Mahsi cho, Mr. Speaker. I second the motion. I am aware that we have had passed, this would be the fourth motion of this type concerning this area. The problems are huge. It’s not equitable as it currently stands. The rents in communities where there’s few public housing, pay a lot more of their gross income if they get jobs. Right now, as it stands, this motion recommends an equalization across the board of people that go to work, go into a certain size house, they pay a certain amount across the board. It doesn’t matter if you live in a community where there are 300 public housing units or you live in a community where there are 30. When you live in a community where there are 30, under the current system the cost of administration and the cost of maintenance and everything is distributed amongst the 30 units and it’s very high. Also in most of the smaller communities the price is very high. Fuel is high, power is also costly, water and sewer is costly, because everything is on smaller scale and it’s more remote.
This kind of equalizes it. This is where we should go. This is the direction we should go. This is a win-win for the people in the communities and for the government. It keeps people at work. It has people paying something.
Right now if an individual goes to work in a small community, there is potential for them to start paying $3,000 a month. Even if you have a real good job, that’s a little more than one cheque. That’s one cheque.
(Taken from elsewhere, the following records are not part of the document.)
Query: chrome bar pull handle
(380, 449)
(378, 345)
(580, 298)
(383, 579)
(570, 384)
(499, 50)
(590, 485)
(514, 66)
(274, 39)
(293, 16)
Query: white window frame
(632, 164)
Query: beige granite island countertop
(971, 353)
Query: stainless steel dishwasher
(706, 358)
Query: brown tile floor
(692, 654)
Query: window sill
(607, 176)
Because even though you can sit here and say it’s only 30 percent of their gross income, well, income tax will take 30 percent too, and then there’s the cost of working. There’s the cost of daycare, if you have to have daycare when you go to work. There’s those additional costs that the government must look at and take into consideration, not just looking focused in on the shelter cost. They have to look at all the other factors that come into play here. And the people will pay something. Like, you know, better that than sitting at home drawing income support, having the government pay them for doing nothing.
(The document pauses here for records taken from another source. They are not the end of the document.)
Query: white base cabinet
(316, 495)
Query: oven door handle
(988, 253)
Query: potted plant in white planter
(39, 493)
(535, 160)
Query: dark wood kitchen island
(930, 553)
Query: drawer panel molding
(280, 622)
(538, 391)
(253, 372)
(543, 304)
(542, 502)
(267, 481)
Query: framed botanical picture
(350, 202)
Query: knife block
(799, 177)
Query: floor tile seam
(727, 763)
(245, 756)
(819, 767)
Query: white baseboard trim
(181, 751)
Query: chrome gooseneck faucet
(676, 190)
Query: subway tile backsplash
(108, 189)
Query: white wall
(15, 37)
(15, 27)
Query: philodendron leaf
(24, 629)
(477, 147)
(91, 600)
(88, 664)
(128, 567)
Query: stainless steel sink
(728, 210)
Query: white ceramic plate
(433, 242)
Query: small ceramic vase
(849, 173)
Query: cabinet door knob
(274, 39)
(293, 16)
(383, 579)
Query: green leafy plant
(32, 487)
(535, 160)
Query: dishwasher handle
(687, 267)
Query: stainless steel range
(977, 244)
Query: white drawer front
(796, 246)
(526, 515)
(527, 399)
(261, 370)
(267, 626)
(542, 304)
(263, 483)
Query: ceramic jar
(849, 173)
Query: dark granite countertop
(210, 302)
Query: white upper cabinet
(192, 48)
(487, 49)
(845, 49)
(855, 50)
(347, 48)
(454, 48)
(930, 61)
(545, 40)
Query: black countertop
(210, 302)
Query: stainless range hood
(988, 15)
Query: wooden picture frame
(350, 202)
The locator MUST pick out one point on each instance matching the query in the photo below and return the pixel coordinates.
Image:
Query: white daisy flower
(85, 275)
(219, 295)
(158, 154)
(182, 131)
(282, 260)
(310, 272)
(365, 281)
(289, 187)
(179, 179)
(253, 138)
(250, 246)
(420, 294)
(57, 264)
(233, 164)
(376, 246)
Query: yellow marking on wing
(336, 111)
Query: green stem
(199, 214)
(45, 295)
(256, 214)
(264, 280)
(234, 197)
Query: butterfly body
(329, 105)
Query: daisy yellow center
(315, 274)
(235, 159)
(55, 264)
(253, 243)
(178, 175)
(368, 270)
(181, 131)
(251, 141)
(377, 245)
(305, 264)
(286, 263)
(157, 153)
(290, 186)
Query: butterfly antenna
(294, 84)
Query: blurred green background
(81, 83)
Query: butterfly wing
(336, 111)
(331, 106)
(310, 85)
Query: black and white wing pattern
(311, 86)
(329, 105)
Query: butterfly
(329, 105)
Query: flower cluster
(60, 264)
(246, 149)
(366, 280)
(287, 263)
So this is an opportunity to put people back to work, especially in communities where employment is very rare. A lot of these communities we’re talking about, the reason they’re non-market communities is because there’s not much employment. It’s very difficult to buy and sell a house. That’s a non-market community because there’s no employment, there’s no income. People can’t buy your house because they don’t have the money. This kind of sets things in the right direction and I hope that the government does employ this policy change.